Taking Five In The Jungle: Poems by Mrinalini Harchandrai

  Image of painting by Sudhir Patwardhan

Mrinalini Harchandrai

Once the band starts, everybody starts swaying from one side of the street to the other, especially those who drop in and follow the ones who have been to the funeral. These people are known as “the second line” and they may be anyone passing along the street who wants to hear the music. The spirit hits them and they follow along to see what’s happening. Some follow only a few blocks, but others follow the band until the whole affair is over.” 
Satchmo, My Life in New Orleans, by Louis Armstrong (Signet Books, 1955)

Prelude
In Sanskrit, ‘anahata’, means unstruck or contactless sound.
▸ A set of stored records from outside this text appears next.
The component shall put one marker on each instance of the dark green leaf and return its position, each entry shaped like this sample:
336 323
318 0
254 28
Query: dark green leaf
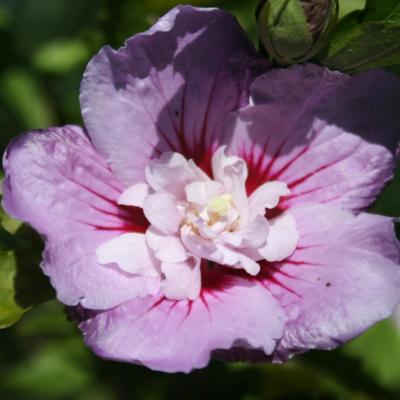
379 351
367 39
22 284
365 46
387 11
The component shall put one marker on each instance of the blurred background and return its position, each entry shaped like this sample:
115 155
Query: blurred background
45 45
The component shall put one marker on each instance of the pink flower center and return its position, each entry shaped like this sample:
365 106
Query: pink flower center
193 217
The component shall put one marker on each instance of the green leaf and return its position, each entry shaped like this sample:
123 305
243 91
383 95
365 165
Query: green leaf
22 283
60 56
366 46
387 11
367 39
379 351
348 6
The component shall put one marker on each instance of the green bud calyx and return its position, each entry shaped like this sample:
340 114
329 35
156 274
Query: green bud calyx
293 31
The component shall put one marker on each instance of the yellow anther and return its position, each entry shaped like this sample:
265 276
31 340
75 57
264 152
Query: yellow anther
221 204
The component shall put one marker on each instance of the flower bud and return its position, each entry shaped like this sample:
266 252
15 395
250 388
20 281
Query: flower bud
293 31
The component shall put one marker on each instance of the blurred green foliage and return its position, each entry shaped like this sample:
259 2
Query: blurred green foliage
45 45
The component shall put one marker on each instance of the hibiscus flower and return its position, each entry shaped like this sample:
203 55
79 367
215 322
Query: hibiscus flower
212 206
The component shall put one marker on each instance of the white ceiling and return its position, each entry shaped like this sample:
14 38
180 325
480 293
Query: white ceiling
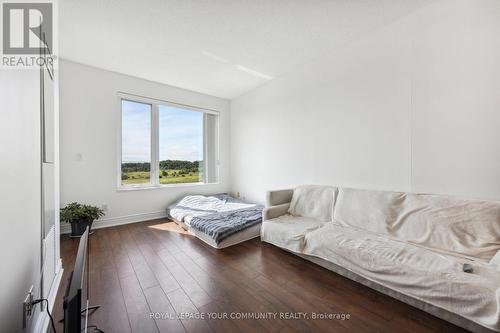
221 48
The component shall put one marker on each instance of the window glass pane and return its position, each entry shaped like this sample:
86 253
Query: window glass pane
136 143
181 145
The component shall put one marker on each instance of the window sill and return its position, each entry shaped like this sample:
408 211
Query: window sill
162 186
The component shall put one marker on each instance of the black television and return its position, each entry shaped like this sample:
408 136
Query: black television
76 304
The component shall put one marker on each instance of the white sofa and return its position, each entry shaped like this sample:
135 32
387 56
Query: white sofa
409 246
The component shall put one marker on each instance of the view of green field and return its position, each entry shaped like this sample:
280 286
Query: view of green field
142 177
171 172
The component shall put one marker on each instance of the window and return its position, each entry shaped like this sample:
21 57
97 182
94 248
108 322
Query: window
165 144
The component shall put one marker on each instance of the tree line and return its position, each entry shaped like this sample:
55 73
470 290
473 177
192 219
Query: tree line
164 165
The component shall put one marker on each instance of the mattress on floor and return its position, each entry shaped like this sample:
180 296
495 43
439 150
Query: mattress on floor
218 220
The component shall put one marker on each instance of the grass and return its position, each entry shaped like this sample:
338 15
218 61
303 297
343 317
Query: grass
142 177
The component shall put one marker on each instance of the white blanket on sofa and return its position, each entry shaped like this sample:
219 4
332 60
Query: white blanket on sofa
432 277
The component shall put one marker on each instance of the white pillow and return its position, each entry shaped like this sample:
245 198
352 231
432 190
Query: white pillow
496 260
313 201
In Hindu Vedic and Buddhist traditions it refers to a soul-force that forms the matrix of the universe; a subtle, pervasive dimension of sound usually only accessed by mystics who have managed to subdue the turbulence of their minds and evolve their consciousness. For all the rest, there is mundane ‘struck’ sound, created by blowing into a trumpet or drumsticking on a cymbal, etc. A distant, second-cousin to the ever-reverbing frequencies of the spirit, and that reminds humankind, down here on this earthy realm of car honks and scratchy blackboards, of their divinely blissful origins.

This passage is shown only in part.